Célébrée comme chaque année sur la Place des héros aux Gonaïves, là où le 1er janvier 1804 le général Jean-Jacques Dessalines, un esclave révolté, avait proclamé l'indépendance de la colonie française de Saint-Domingue (Haïti), la fête n'a pas attiré la grande foule.

"Nous n'avons pas le coeur à la fête. Comment fêter quand nous vivons dans la misère", dit un jeune, Alexis, debout sur la place baignée par un chaud soleil où quelques centaines d'Haïtiens attendaient le discours présidentiel.

"Nous commémorons l'indépendance avec de fraiches cicatrices laissées par des inondations meurtrières", a souligné le maire Stephen Moïse. Il s'est cependant réjoui de l'assistance fournie par des pays étrangers dont Cuba et le Venezuela qui ont permis de rétablir l'électricité dans la ville.

"Quelle fierté aujourd'hui de dire que nous sommes la première république noire du monde alors que nous dépendons totalement de l'étranger", rétorque Arnold Azar 73 ans exprimant sa déception de voir son pays englué dans la misère et le sous-développement.

"Regardez, la Martinique, la Guadeloupe, des territoires français, ils sont mieux que nous. Qu'avons-nous fait de cette indépendance" s'interroge le septuagénaire un ancien proche du président Préval.

Un grand sentiment de frustration est perceptiblee aux Gonaïves frappée il y a quatre mois par de violents ouragans ayant fait de nombreuses victimes, des centaines de milliers de sinistrés et de sans abris alors que la ville est encore recouverte de boue et d'une énorme couche de poussière grisate en dépit des efforts déployés par le gouvernement et des ONG sur place.

"Le gouvernement n'est pas efficace, l'aide manque, de nombreuses personnes vivent encore sous des tentes", constate un autre jeune qui se plaint de la mauvaise distribution de l'aide alimentaire aux sinistrés.

"Il faut parfois se battre pour trouver une ration alimentaire" dénonce Daphné, une jeune écolière de 22 ans très critique à l'endroit des autorités. "Les jeunes ne sont pas encadrés, il n'y a pas d'espoir pour nous", se lamente-t-elle.

"Une autre Gonaïves est possible", a scandé le maire de la ville depuis la tribune officielle des cérémonies. "Oui nous le pouvons.
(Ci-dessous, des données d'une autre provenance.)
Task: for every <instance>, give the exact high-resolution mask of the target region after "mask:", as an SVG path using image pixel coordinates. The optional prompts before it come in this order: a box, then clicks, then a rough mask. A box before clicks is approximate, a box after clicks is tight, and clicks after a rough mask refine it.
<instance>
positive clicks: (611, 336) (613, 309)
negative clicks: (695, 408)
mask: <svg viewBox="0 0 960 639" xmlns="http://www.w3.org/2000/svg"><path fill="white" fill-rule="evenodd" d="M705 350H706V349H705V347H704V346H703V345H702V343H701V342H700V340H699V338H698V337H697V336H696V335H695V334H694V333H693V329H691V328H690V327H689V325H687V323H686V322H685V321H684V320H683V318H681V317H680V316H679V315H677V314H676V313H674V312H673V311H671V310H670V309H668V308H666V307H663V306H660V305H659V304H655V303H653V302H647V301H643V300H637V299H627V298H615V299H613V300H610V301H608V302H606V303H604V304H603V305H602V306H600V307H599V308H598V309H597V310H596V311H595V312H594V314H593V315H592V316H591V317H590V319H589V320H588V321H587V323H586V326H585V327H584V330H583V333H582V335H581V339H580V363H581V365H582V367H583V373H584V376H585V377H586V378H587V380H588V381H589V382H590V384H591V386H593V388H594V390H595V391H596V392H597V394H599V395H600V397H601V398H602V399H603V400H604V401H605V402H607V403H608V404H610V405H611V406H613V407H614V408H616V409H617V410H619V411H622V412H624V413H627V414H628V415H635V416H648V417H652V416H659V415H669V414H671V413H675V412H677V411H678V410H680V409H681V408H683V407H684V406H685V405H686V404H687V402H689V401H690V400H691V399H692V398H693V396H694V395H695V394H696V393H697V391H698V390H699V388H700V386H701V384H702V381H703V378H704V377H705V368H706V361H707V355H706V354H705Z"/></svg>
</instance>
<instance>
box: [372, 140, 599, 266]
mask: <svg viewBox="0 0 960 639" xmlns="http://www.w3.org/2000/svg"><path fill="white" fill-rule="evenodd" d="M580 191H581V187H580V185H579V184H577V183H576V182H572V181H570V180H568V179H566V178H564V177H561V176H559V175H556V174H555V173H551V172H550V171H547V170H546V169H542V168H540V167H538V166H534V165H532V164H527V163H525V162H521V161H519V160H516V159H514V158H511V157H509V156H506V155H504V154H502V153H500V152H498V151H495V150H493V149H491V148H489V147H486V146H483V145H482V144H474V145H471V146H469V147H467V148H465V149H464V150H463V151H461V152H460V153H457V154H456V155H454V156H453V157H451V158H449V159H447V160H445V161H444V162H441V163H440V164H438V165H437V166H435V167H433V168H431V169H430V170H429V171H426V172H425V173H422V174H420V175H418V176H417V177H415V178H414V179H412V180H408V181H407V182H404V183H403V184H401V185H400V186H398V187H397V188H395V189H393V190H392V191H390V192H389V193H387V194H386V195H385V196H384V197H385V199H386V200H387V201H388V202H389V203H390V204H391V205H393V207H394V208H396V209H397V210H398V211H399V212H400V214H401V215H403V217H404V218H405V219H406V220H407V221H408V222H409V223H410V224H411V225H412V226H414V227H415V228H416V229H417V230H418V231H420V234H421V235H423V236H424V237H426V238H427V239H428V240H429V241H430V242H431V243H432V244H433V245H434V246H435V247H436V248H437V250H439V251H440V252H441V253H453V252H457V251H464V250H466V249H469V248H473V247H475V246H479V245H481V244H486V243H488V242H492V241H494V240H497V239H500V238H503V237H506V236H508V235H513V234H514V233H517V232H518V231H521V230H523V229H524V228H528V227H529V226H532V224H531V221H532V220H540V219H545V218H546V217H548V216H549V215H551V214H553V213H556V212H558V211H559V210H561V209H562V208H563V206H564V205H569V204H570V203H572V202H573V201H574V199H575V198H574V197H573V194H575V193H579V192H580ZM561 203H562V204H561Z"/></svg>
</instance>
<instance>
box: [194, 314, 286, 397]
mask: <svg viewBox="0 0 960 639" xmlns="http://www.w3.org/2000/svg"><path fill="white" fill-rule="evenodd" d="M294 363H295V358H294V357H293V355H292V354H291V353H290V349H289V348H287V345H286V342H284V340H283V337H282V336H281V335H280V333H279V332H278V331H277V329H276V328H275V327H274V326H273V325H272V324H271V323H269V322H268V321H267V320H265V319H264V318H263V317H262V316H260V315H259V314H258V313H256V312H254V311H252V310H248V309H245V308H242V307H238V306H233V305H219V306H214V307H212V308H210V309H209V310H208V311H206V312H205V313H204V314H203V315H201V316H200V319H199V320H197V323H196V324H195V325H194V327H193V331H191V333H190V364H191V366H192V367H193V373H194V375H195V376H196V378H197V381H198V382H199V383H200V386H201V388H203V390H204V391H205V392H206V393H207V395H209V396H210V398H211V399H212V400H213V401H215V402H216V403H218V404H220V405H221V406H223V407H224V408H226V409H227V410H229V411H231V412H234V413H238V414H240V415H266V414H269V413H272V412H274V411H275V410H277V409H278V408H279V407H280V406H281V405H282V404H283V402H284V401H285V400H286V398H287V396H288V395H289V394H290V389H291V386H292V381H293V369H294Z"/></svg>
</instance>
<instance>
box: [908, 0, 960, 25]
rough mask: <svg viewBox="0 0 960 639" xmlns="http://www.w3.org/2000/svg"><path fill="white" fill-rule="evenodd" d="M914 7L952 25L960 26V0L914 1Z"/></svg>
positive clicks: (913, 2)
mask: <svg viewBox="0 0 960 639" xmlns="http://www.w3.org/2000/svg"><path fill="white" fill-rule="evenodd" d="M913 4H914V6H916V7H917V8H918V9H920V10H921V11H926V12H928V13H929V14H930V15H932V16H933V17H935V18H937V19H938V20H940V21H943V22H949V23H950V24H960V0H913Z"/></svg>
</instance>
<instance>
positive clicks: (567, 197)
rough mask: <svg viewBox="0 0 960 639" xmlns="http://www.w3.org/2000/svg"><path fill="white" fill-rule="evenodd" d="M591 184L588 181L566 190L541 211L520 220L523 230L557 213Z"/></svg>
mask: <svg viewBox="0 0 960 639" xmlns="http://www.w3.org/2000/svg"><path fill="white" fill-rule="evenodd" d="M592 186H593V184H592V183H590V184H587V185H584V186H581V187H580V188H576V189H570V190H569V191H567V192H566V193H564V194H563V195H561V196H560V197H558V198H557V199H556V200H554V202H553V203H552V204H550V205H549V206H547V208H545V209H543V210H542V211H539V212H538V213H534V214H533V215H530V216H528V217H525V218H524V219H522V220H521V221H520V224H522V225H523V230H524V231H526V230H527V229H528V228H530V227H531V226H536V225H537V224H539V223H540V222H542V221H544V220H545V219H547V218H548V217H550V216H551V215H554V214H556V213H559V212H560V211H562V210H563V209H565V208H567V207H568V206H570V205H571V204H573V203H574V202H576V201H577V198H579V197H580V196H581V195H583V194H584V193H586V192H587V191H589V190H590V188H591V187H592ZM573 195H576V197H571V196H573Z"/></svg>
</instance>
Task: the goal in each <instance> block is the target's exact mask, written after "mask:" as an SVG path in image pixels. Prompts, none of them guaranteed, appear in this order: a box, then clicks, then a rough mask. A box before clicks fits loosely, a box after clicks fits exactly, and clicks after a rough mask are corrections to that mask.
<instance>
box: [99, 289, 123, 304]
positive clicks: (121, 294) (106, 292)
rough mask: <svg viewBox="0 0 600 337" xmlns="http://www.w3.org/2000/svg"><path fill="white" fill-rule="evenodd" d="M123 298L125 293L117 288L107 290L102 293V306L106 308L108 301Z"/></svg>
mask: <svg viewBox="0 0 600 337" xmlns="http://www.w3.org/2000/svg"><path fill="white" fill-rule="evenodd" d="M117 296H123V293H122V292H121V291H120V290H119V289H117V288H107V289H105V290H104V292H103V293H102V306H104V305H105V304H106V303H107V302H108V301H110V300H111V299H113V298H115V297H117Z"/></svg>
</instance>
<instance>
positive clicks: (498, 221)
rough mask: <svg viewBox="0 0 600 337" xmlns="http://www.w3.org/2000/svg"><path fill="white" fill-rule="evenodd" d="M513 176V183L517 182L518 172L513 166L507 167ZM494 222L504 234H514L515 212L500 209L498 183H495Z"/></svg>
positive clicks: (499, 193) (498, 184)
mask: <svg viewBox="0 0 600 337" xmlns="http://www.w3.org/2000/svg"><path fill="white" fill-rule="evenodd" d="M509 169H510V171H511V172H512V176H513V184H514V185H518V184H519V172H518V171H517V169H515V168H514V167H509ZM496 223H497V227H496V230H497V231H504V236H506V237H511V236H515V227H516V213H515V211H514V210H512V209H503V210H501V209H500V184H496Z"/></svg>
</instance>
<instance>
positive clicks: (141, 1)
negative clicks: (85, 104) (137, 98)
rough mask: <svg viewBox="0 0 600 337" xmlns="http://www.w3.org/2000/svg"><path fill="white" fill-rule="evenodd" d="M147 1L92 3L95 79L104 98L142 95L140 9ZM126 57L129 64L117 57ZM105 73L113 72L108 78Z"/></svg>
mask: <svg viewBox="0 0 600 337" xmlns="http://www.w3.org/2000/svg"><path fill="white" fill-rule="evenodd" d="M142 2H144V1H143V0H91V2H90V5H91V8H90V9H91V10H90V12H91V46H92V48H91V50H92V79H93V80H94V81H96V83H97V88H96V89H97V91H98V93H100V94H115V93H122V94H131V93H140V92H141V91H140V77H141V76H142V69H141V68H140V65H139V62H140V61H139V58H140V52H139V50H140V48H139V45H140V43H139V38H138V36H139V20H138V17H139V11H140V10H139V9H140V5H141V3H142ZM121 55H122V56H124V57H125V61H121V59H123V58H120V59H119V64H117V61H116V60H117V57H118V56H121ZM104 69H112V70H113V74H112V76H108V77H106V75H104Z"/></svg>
Oui nous le pouvons", a-t-il répété en anglais parodiant le président élu américain Barack Obama.

De son côté, en présentant ses voeux aux Haïtiens pour la nouvelle année, le président haïtien René Préval a averti que 2009 serait difficile pour le pays, le plus pauvre de la région avec une population de 9 millions d'habitants dont plus de 60% vit en-dessous du seuil de la pauvreté avec moins de 2 euros par jour.

"En raison de la crise économique mondiale, Haïti va souffrir en 2009", a ajouté M. Préval qui s'exprimait à l'issue d'une cérémonie religieuse dans la cathédrale des Gonaïves sur la place des héros de l'indépendance haïtienne.

"Mais je propose deux choses pour faire changer la situation", a ajouté le président haïtien. "Premièrement, 2009 sera l'année des grands chantiers routiers en Haïti, et deuxièmement, il faut continuer à construire la paix, car la paix est le chemin pour mettre fin à la présence des troupes étrangères en Haïti. C'est aussi le chemin de l'investissement".

Dans la foule massée sur la grande place, des voix s'élèvent pour réclamer l'aide de l'Etat. Des jeunes et des enseignants brandissent des pancartes exigeant des salaires non-payés et de meilleures conditions de vie aux Gonaïves.